Oscillons from $Q$-balls in generalized models

TL;DR

This paper investigates the relationship between oscillons and $Q$-balls in a generalized scalar field model with non-canonical kinetic terms, using perturbation methods and numerical comparisons to reveal universality classes.

Contribution

It extends the oscillon/$Q$-ball relation to models with non-standard kinetics and introduces a perturbative analytical approach validated by numerical simulations.

Findings

The relation holds even with nontrivial kinematics.

Analytical expressions match numerical evolution for small to moderate amplitudes.

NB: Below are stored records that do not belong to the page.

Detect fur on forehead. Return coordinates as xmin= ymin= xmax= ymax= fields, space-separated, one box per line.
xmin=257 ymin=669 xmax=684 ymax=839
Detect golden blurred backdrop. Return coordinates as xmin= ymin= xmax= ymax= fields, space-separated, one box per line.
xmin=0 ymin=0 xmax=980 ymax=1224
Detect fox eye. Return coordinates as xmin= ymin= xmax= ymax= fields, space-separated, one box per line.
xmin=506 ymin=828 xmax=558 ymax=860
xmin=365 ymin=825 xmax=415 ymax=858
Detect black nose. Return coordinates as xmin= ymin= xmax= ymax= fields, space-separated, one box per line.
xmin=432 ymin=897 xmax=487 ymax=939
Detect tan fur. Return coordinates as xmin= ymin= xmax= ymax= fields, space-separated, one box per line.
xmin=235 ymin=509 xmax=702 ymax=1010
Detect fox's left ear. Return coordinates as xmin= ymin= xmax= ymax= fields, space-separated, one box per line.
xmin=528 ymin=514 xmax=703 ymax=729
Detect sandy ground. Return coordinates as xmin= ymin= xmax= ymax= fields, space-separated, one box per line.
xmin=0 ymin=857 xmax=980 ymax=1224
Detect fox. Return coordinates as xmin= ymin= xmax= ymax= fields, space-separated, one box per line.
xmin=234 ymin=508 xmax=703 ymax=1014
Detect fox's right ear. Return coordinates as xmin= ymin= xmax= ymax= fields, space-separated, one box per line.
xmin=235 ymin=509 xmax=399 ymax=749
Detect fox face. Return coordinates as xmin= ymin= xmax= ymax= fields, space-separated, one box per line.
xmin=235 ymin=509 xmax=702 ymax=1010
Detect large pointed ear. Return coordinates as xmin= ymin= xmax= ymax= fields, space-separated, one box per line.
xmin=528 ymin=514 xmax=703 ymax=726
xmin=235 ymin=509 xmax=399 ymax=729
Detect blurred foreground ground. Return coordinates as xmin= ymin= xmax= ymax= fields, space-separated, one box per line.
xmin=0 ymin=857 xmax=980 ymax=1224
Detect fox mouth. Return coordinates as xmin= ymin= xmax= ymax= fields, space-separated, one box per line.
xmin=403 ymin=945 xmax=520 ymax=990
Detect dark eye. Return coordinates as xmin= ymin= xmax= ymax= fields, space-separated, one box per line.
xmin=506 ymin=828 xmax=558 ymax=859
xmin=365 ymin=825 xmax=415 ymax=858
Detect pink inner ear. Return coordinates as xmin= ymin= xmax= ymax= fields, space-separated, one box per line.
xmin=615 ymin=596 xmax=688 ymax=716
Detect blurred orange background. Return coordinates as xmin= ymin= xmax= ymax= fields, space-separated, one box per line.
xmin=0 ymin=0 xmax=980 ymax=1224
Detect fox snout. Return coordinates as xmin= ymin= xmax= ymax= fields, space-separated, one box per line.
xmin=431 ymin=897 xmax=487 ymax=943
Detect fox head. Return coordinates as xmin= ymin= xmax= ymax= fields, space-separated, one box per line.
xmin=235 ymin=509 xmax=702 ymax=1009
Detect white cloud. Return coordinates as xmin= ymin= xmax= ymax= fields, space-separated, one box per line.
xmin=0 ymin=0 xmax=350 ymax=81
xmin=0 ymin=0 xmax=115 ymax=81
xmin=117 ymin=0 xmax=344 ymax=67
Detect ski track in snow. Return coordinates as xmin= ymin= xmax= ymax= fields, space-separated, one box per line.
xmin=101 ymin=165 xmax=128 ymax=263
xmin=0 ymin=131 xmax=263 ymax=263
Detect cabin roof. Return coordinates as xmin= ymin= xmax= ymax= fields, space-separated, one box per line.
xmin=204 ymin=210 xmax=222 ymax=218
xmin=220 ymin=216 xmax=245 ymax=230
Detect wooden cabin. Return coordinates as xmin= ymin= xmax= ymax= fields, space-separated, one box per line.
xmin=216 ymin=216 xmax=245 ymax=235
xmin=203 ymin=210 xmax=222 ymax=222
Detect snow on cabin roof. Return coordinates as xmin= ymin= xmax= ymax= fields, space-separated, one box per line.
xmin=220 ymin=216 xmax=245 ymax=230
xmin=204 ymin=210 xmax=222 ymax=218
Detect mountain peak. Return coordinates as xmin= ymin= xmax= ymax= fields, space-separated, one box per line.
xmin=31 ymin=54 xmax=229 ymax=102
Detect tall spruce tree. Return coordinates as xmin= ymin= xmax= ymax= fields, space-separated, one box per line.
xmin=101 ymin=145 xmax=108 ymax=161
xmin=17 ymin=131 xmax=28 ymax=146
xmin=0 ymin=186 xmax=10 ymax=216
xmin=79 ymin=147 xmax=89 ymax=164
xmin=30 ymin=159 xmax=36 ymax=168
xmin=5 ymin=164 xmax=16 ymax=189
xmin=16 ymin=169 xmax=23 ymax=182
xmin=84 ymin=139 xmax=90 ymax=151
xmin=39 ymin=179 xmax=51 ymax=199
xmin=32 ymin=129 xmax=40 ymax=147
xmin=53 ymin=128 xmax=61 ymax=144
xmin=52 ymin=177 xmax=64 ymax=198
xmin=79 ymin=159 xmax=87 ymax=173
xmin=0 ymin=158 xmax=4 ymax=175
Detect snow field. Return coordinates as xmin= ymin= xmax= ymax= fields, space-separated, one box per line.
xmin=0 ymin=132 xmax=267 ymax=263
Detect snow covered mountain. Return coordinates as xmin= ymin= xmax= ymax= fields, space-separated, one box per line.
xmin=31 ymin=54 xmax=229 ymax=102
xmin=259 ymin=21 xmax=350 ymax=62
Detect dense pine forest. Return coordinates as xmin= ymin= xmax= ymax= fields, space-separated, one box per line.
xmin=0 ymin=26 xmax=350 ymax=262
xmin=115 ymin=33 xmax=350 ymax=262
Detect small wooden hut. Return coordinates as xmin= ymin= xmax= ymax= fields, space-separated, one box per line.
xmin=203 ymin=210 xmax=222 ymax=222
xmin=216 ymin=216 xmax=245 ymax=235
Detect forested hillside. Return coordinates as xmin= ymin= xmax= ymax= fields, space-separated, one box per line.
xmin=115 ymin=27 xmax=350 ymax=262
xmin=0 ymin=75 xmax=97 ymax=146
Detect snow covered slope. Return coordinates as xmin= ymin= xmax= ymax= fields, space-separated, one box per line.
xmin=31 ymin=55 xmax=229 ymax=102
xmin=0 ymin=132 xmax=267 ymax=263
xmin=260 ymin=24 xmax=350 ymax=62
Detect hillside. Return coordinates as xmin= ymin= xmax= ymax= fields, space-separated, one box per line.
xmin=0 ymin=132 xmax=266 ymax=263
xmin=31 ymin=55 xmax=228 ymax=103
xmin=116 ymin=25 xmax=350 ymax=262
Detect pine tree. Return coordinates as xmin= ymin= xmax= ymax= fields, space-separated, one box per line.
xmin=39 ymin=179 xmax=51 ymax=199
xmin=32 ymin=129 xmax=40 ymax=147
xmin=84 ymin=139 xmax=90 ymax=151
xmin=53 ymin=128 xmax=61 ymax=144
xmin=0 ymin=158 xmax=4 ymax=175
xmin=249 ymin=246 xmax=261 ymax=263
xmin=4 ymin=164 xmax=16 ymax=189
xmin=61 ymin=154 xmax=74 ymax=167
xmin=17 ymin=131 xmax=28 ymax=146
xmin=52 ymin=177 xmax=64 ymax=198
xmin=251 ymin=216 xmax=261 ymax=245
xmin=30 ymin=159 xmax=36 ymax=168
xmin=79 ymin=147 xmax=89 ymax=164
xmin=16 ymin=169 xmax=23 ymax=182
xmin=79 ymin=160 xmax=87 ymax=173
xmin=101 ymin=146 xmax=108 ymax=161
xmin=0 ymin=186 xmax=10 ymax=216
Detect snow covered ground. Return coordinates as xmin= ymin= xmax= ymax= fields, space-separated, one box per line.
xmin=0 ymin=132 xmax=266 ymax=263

Different potentials lead to distinct universality classes for oscillons.

Abstract

We study the oscillon/$Q$-ball relation in an extended model with non-canonical kinematics. The model contains a single real scalar field whose kinetic term is enlarged to include a generalizing function. We approximate the real sector up to the third order in a book-keeping parameter. In this context, we implement the Renormalization Group Perturbation Expansion (RGPE), from which we conclude that the relation between oscillons and underlying $Q$-balls holds even in the presence of nontrivial kinematics. We apply our results to the study of three different effective cases. In all of them, our expressions mimic the numerical evolution of nonstandard oscillons with great accuracy, especially for small and moderate amplitudes. As the initial amplitude increases, the numerical profile develops a modulated behavior, and we use a two $Q$-balls solution to seed our analytical oscillon. We discuss how our non-canonical construction allows the existence of a well-behaved oscillon in connection to the simplest $\phi^2$-potential. This novel profile behaves in the same general way as the previous ones. So, we argue that they belong to the same universality class. Finally, we extend our analysis to consider those contributions up to the fifth order in the approximation expansion. We explore an exotic $\phi^6$-scenario, and conclude that the relation between generalized oscillons and underlying $Q$-balls now belongs to a different universality class.